Semestinya, ia tak terus memaksa sang istri untuk segera pulang, meninggalkan sang anak yang sedang menjalani perawatan, dalam kondisi kritis dan tidak bisa dipastikan. Seharusnya ia tak menggunakan pertanyaan si kecil akan ibunya sebagai ‘senjata’ untuk mendesak agar sang istri cepat pulang. Selalu dan terlalu banyak cara untuk menghibur si kecil. Bahkan sebenarnya sangatlah wajar bila malam tiba, sebelum tidur si kecil bertanya akan ibunya yang jauh di mata. Bagaimanapun rasa kangennya - juga si kecil – sesungguhnya mereka dalam keadaan sehat dan baik-baik saja. Berbeda dengan anak tirinya yang sedang berjuang melawan maut, sangat membutuhkan kehadiran seorang ibu di sisinya. Penyesalan laki-laki ini kini tak berarti lagi.
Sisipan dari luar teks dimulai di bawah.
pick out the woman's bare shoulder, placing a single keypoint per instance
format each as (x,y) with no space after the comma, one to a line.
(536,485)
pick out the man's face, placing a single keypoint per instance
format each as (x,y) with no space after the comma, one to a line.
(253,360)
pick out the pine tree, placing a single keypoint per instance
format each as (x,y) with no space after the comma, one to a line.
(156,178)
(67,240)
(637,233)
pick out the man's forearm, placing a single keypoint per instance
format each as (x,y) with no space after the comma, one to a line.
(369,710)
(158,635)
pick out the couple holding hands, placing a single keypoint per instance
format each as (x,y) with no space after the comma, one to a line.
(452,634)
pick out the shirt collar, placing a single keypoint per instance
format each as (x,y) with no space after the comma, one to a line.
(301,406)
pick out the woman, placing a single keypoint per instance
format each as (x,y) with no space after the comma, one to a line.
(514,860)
Dan meskipun ia tahu bahwa kepatuhan pada suami adalah utama, semestinya ia bisa menjelaskan bahwa sang anak sangat membutuhkan keberadaannya. Juga bisa dimusyawarahkan tentang sawah yang sebenarnya belum lagi memulai masa tanam, baru sebatas persiapan. Tidak jauh tertinggal jika memang harus ditunda. Masih ada anak kandung suami keduanya yang bisa memasakkan nasi untuk orang-orang yang mengerjakan sawah mereka. Juga masih ada solusi untuk membayar lebih kepada para pekerja, tanpa harus memberikan makanan dan minuman.
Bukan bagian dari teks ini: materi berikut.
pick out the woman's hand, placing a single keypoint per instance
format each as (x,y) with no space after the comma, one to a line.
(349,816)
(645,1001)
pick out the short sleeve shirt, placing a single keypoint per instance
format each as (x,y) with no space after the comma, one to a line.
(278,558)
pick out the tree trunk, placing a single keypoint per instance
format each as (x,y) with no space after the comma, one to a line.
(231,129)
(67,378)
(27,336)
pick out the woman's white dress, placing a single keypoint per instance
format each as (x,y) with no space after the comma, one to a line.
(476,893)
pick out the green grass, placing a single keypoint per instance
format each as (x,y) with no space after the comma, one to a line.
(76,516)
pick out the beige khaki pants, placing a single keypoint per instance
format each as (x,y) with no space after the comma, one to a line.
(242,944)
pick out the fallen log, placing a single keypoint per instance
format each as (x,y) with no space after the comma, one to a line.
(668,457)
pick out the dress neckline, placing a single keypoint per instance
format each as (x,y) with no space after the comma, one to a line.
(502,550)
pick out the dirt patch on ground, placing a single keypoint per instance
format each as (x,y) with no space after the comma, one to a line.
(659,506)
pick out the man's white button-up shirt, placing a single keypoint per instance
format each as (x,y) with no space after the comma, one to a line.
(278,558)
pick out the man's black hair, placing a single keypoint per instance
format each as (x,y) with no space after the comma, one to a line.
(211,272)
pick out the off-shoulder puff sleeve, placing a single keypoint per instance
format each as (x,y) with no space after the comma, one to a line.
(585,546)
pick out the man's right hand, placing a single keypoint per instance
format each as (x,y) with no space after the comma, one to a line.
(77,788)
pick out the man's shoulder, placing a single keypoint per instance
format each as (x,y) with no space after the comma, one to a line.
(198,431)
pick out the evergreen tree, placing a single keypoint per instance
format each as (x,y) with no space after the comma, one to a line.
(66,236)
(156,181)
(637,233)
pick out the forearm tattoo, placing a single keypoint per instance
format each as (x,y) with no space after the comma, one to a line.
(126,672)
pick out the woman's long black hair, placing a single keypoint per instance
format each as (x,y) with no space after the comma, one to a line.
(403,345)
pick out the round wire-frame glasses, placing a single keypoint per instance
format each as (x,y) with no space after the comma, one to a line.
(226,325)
Tak hanya melihat, sebenarnya ia juga bisa merasakan betapa sakit yang diderita anak dari almarhum suami pertamanya ini. Namun ia juga tak bisa menutupi pedih hatinya dari mendengar panggilan manja si kecil dari suami kedua nun jauh disana, sepulang sekolah. Bagai buah si malakama, di satu sisi ia tak tega meninggalkan yang sakit sendiri - karena sang menantu tak bisa lagi terus-terusan ijin dari pekerjaannya - tapi ia juga tak bisa berpura-pura tidak rindu pada putri kecilnya. Kehadiran dan kasih sayangnya kini diperebutkan oleh dua darah dagingnya. Anak kandungnya, dari almarhum suami pertama dan suami keduanya, di dua tempat berbeda, yang sangat jauh letaknya.
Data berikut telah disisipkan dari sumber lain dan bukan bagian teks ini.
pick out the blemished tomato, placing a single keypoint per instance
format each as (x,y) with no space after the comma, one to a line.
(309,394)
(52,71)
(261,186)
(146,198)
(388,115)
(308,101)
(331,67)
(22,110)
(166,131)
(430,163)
Satu keputusan akhirnya diambil. Pulang ke kampung halaman, meninggalkan sang anak yang masih dalam perawatan hingga jangka waktu yang belum bisa dipastikan, demi kepatuhan pada sang suami, juga kerinduan si kecil yang telah menguasai sebagian besar rasa cintanya. Satu yang tak pernah disangka-sangka, kepulangan sang ibu malam itu adalah juga kepulangan sang anak pada Illahi, Pemilik Cinta Sejati.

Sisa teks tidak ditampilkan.